Un prezzo troppo caro

La chiamata arriva alle 22.45 di venerdì 30 agosto.

La centrale del 118 di Verona ci comunica il mancato rientro di un ragazzo si Pegognaga (MN) che è andato a fare un’escursione al “Ponte Tibetano” della Valsorda. La sorella riferisce di aver ricevuto notizie del fratello fino circa alle 18.00 poi più nulla. Nella zona, però, il cellulare prende molto poco ed è probabile che il ragazzo sia stato sorpreso dall’oscurità e ci stia aspettando.

Decidiamo di fare quattro squadre che perlustrino i sentieri che vanno al Ponte Tibetano e quelli di un eventuale rientro.

E’ buio pesto e il procedere, anche per le squadre del Soccorso Alpino, non è agevole. I sentieri della Valsorda e delle valli limitrofe non sono sentieri facili. Sono spesso resi scivolosi dall’umidità, a volte ripidi ed esposti su salti di roccia insidiosi, pieni di tracce fuorvianti lasciate dagli animali, soprattutto cinghiali. Decisamente non sentieri “turistici”. Da affrontare con l’adeguata preparazione e attrezzatura, a cominciare dalle calzature.
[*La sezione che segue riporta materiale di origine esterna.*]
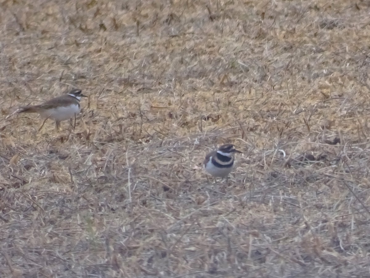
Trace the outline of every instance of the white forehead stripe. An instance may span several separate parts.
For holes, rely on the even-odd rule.
[[[70,95],[71,96],[73,96],[74,98],[77,98],[79,101],[81,100],[81,96],[77,96],[77,95],[73,95],[73,94],[67,94],[68,95]]]
[[[232,155],[230,153],[224,153],[221,150],[218,150],[217,152],[219,153],[221,155],[223,155],[225,156],[228,156],[229,157],[231,157]]]

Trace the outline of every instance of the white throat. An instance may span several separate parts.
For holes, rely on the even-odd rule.
[[[221,150],[218,150],[217,152],[221,155],[227,156],[228,157],[231,157],[232,156],[232,154],[231,153],[224,153]]]
[[[71,96],[73,96],[74,98],[77,98],[77,99],[78,100],[78,101],[80,101],[80,100],[81,100],[81,96],[75,95],[73,95],[71,94],[67,94],[68,95]]]

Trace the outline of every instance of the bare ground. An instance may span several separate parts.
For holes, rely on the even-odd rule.
[[[368,1],[0,6],[0,277],[370,277]]]

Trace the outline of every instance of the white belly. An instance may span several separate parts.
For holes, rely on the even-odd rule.
[[[51,119],[58,122],[68,120],[74,118],[75,114],[80,112],[81,109],[77,104],[73,104],[69,106],[61,106],[57,108],[49,109],[40,113],[45,118]]]
[[[206,171],[212,176],[223,178],[228,175],[233,168],[233,166],[229,168],[218,168],[212,164],[210,159],[204,167]]]

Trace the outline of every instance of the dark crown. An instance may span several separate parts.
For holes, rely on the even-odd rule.
[[[68,92],[67,94],[69,95],[73,95],[76,96],[87,97],[87,96],[82,94],[82,91],[79,89],[73,89]]]
[[[241,153],[242,152],[236,150],[234,148],[234,145],[232,144],[225,144],[220,146],[218,150],[224,153]]]

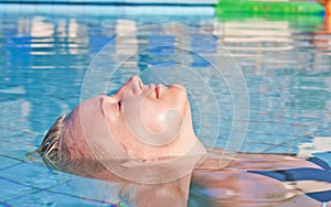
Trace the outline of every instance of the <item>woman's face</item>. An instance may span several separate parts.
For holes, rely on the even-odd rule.
[[[68,145],[83,141],[105,146],[114,141],[140,160],[180,156],[196,141],[186,90],[180,85],[145,85],[138,76],[113,97],[83,101],[67,123]]]

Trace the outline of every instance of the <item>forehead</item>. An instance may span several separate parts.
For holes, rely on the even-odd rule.
[[[82,123],[96,120],[102,115],[100,109],[102,97],[95,97],[88,100],[82,101],[75,107],[72,112],[66,117],[66,128],[74,137],[83,135]],[[85,124],[84,124],[85,126]]]

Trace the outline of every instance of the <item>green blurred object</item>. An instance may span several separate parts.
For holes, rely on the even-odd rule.
[[[323,7],[317,2],[303,1],[221,0],[216,6],[216,15],[234,12],[320,14],[323,11]]]

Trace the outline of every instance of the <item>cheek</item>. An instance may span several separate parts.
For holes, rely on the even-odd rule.
[[[166,106],[146,101],[141,111],[143,127],[152,133],[163,132],[167,129],[166,115]]]

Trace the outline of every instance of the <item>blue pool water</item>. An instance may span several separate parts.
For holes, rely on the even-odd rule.
[[[0,205],[111,206],[118,201],[111,190],[116,184],[53,172],[32,162],[26,153],[39,146],[57,116],[79,102],[83,77],[97,52],[116,36],[151,23],[195,26],[223,42],[236,58],[250,103],[249,127],[241,151],[312,154],[331,164],[331,22],[323,17],[214,18],[211,11],[193,12],[194,15],[166,11],[129,15],[107,12],[105,8],[99,13],[87,8],[77,12],[77,8],[70,7],[38,12],[35,8],[33,12],[31,8],[24,10],[23,6],[3,8]],[[183,36],[182,32],[160,28],[120,47],[115,42],[109,56],[116,59],[153,41],[172,41],[174,45],[184,41],[201,53],[217,53],[216,45],[203,36]],[[180,58],[164,58],[164,53],[172,52],[151,50],[132,58],[113,90],[148,65]],[[185,64],[196,70],[206,66],[193,56],[185,58]],[[220,90],[224,106],[218,138],[222,145],[229,133],[232,108],[226,89]]]

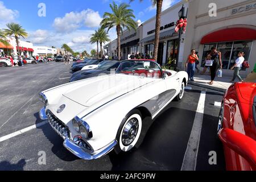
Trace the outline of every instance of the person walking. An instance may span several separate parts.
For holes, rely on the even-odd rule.
[[[231,68],[232,70],[234,69],[234,75],[232,80],[230,81],[231,82],[234,82],[237,77],[238,78],[239,81],[243,81],[239,73],[241,69],[242,65],[245,61],[245,57],[243,57],[245,53],[243,52],[238,52],[238,57],[236,60],[235,64]]]
[[[192,49],[191,53],[188,56],[186,63],[186,67],[188,68],[187,73],[188,75],[188,80],[190,80],[192,81],[194,81],[194,75],[196,61],[198,61],[198,57],[196,54],[196,50]]]
[[[39,57],[38,56],[38,55],[36,55],[36,63],[38,63],[38,64],[39,63]]]
[[[248,75],[246,78],[245,79],[245,82],[256,82],[256,63],[254,64],[254,68],[253,71]]]
[[[221,61],[221,52],[217,51],[215,47],[212,47],[209,56],[213,61],[212,65],[210,67],[210,81],[208,84],[213,85],[215,77],[216,77],[217,71],[219,68],[222,69],[222,64]]]
[[[128,54],[128,56],[127,56],[127,59],[129,59],[129,60],[130,60],[131,59],[131,54],[129,53],[129,54]]]

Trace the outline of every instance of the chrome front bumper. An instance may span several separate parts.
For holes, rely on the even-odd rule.
[[[73,141],[66,139],[63,142],[63,146],[71,153],[76,156],[84,160],[93,160],[98,159],[108,153],[110,152],[117,144],[117,141],[114,140],[108,145],[105,148],[100,151],[95,151],[93,154],[89,154],[83,150],[80,147],[76,145]]]

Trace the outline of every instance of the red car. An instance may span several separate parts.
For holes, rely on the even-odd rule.
[[[256,170],[256,84],[235,83],[226,92],[218,137],[228,171]]]

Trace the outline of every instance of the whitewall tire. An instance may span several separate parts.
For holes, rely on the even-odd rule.
[[[122,122],[117,134],[118,144],[115,151],[127,152],[134,147],[141,135],[142,119],[141,112],[134,110],[130,113]]]

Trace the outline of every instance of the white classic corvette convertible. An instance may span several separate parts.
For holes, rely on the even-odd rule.
[[[144,119],[181,100],[188,80],[185,72],[163,71],[152,61],[125,60],[112,74],[42,92],[40,117],[80,158],[126,152],[139,145]]]

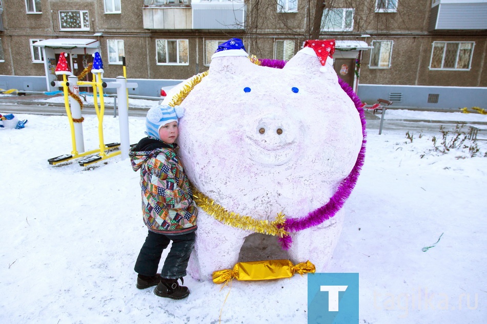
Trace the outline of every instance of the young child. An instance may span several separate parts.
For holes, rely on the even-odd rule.
[[[178,112],[179,113],[179,112]],[[146,134],[130,150],[134,171],[140,170],[142,212],[149,233],[135,262],[139,289],[156,286],[157,296],[179,299],[189,295],[182,277],[194,246],[198,210],[189,181],[175,149],[178,118],[172,107],[151,108],[146,119]],[[163,251],[172,241],[160,274]]]

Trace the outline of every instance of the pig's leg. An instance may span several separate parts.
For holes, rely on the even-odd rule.
[[[331,259],[343,226],[343,209],[320,225],[293,233],[289,255],[294,264],[309,260],[322,272]]]
[[[252,233],[221,224],[200,210],[194,250],[188,271],[198,280],[210,280],[213,271],[232,269],[245,237]]]

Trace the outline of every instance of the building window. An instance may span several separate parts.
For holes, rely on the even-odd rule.
[[[190,0],[144,0],[145,6],[171,6],[189,5]]]
[[[25,6],[27,8],[27,13],[42,13],[40,0],[26,0]]]
[[[372,41],[374,48],[370,53],[370,68],[389,69],[391,67],[393,43],[392,40]]]
[[[187,65],[189,61],[188,44],[188,39],[157,39],[157,64]]]
[[[105,13],[121,13],[120,0],[105,0]]]
[[[274,42],[274,57],[275,59],[289,61],[294,56],[294,40],[276,40]]]
[[[226,40],[205,40],[205,65],[208,66],[211,62],[211,56],[218,48],[218,45],[227,41]]]
[[[4,56],[4,48],[2,45],[2,38],[0,38],[0,62],[5,62],[5,57]]]
[[[352,31],[353,12],[353,9],[344,8],[325,9],[321,17],[321,30]]]
[[[59,12],[61,30],[90,30],[90,17],[87,10]]]
[[[298,0],[277,0],[277,12],[297,12]]]
[[[30,39],[30,53],[32,55],[32,63],[44,62],[42,48],[34,45],[35,42],[39,40],[44,40],[44,39]]]
[[[125,56],[124,41],[120,39],[108,39],[108,64],[123,64]]]
[[[474,42],[434,41],[431,70],[470,70]]]
[[[376,12],[396,12],[397,0],[376,0]]]

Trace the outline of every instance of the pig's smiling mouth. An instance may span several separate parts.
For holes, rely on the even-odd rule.
[[[248,152],[250,159],[263,165],[282,165],[294,156],[296,141],[273,145],[268,143],[265,139],[257,140],[250,137],[246,139],[250,147]]]

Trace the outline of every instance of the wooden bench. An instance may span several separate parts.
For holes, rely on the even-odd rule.
[[[388,106],[390,106],[393,103],[393,102],[390,100],[387,100],[385,99],[378,99],[377,102],[379,103],[378,105],[374,109],[374,115],[375,115],[375,112],[377,111],[382,111],[382,109],[387,109],[387,107],[384,107],[384,105]]]
[[[479,128],[474,126],[470,126],[469,131],[469,139],[472,141],[487,141],[487,139],[477,138],[477,135],[478,134],[479,131],[485,132],[487,129]]]

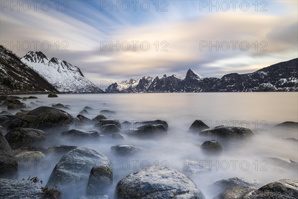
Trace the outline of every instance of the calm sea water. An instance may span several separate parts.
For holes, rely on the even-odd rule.
[[[149,165],[166,165],[182,171],[186,159],[211,168],[206,173],[190,177],[207,198],[215,196],[208,190],[208,185],[223,179],[244,177],[267,184],[281,179],[298,178],[297,171],[287,170],[268,161],[261,162],[265,160],[263,157],[298,160],[297,142],[282,140],[287,137],[298,138],[297,131],[272,128],[286,121],[298,121],[297,92],[68,94],[59,95],[58,98],[48,98],[44,95],[34,96],[42,102],[36,102],[37,100],[28,100],[24,102],[29,106],[31,101],[39,105],[58,103],[69,105],[71,110],[67,111],[74,116],[88,106],[93,109],[86,115],[91,119],[99,114],[101,110],[108,109],[116,111],[117,117],[112,118],[120,121],[159,119],[168,122],[168,135],[159,139],[139,139],[123,134],[125,140],[121,141],[106,139],[96,142],[81,140],[74,143],[60,137],[47,140],[45,147],[61,144],[88,146],[109,157],[114,171],[112,198],[118,182],[128,174]],[[196,119],[205,121],[210,127],[219,125],[247,127],[255,136],[250,140],[224,146],[220,156],[208,156],[202,153],[199,147],[206,139],[187,132]],[[90,126],[84,130],[95,129]],[[132,156],[119,157],[111,153],[110,148],[120,144],[133,145],[143,150]],[[37,169],[33,169],[33,166],[28,169],[21,168],[17,178],[37,176],[46,183],[60,158],[47,158],[49,166],[47,163]],[[70,197],[83,196],[83,187]]]

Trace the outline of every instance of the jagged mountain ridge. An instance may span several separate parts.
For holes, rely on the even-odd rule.
[[[11,51],[0,45],[0,94],[58,92]]]
[[[119,90],[117,83],[111,85],[107,93],[185,93],[298,91],[298,58],[276,64],[255,72],[230,73],[222,78],[204,78],[189,69],[185,78],[175,75],[156,77],[148,87]],[[140,84],[140,83],[139,83]],[[136,88],[143,88],[137,90]]]
[[[56,58],[48,58],[41,52],[28,52],[21,61],[37,71],[59,92],[104,93],[88,80],[78,67]]]

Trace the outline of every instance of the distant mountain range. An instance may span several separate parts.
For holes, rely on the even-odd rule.
[[[21,61],[37,71],[62,92],[100,93],[104,92],[84,77],[79,69],[55,57],[48,58],[41,52],[28,52]]]
[[[191,69],[185,78],[165,75],[155,78],[115,83],[106,93],[186,93],[298,91],[298,58],[281,62],[255,72],[230,73],[222,78],[204,78]]]
[[[0,94],[58,92],[37,72],[0,45]]]

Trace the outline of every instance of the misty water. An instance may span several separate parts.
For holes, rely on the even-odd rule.
[[[32,95],[19,95],[29,97]],[[115,111],[120,122],[162,119],[168,122],[167,135],[152,139],[138,139],[122,133],[123,140],[106,138],[100,140],[81,140],[76,142],[65,139],[59,135],[47,135],[45,148],[56,145],[87,146],[98,150],[111,161],[114,172],[114,187],[110,197],[114,198],[117,183],[127,175],[149,165],[166,166],[182,171],[185,160],[195,160],[210,167],[204,174],[189,176],[207,199],[215,197],[208,189],[214,182],[233,177],[256,180],[266,184],[282,179],[297,179],[297,171],[280,168],[274,163],[264,160],[264,157],[298,160],[297,142],[283,138],[298,138],[295,129],[276,129],[273,126],[286,121],[298,120],[298,93],[186,93],[136,94],[59,95],[58,98],[48,98],[46,95],[34,95],[38,100],[23,101],[32,108],[31,101],[39,105],[51,105],[61,103],[69,105],[66,110],[75,116],[85,106],[92,107],[89,114],[92,119],[100,110]],[[42,102],[36,102],[36,100]],[[224,144],[222,154],[218,156],[203,153],[200,145],[207,140],[198,134],[188,132],[196,119],[204,121],[211,127],[220,125],[248,127],[255,136],[244,141]],[[127,126],[123,126],[124,128]],[[130,126],[131,128],[133,126]],[[73,126],[72,128],[75,128]],[[99,130],[93,125],[84,130]],[[55,130],[54,130],[55,131]],[[53,134],[54,135],[54,134]],[[141,148],[139,153],[121,157],[112,153],[111,146],[132,145]],[[17,178],[22,179],[37,176],[45,186],[56,164],[61,156],[48,156],[42,165],[40,163],[30,168],[24,164],[19,168]],[[73,196],[67,198],[78,198],[84,195],[86,184],[81,190],[74,190]],[[85,187],[84,187],[85,186]]]

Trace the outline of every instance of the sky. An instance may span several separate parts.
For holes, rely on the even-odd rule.
[[[98,86],[189,69],[253,72],[298,57],[298,1],[0,0],[1,44],[78,67]]]

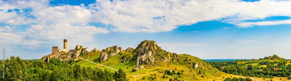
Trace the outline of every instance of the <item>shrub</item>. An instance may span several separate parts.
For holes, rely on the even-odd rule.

E potrebbero essere state proprio le calzature a tradire Gabriele, questo il nome del ragazzo, il cui corpo esanime viene trovato, alla base di un salto verticale di una decina di metri, da una squadra verso le 2.45 della notte.

Il medico del Soccorso Alpino, fatto arrivare velocemente sul posto non può, purtroppo, che constatarne il decesso.

Dopo l’autorizzazione a procedere, la salma viene trasportata, non senza difficoltà, lungo il vaio Mondrago fino al Ponte Tibetano dove, alle prime luci dell’alba, l’elisoccorso trentino, con un verricello di una quindicina di metri, la preleva e la porta a Malga Biancari. Ad attenderla ci sono, oltre ai carabinieri di Fumane, anche tutti i familiari.

Il povero Gabriele ha pagato un prezzo troppo alto per la mancanza di esperienza e l’attrezzatura inadeguata per il luogo. Cose, queste, da da lui stesso dichiarate in un video postato su Instagram poche ore prima dell’incidente.

Speriamo che le parole di Gabriele, rese fin troppo pubbliche da tutti i media, possano aiutare altri escursionisti a non mettersi nella medesima situazione.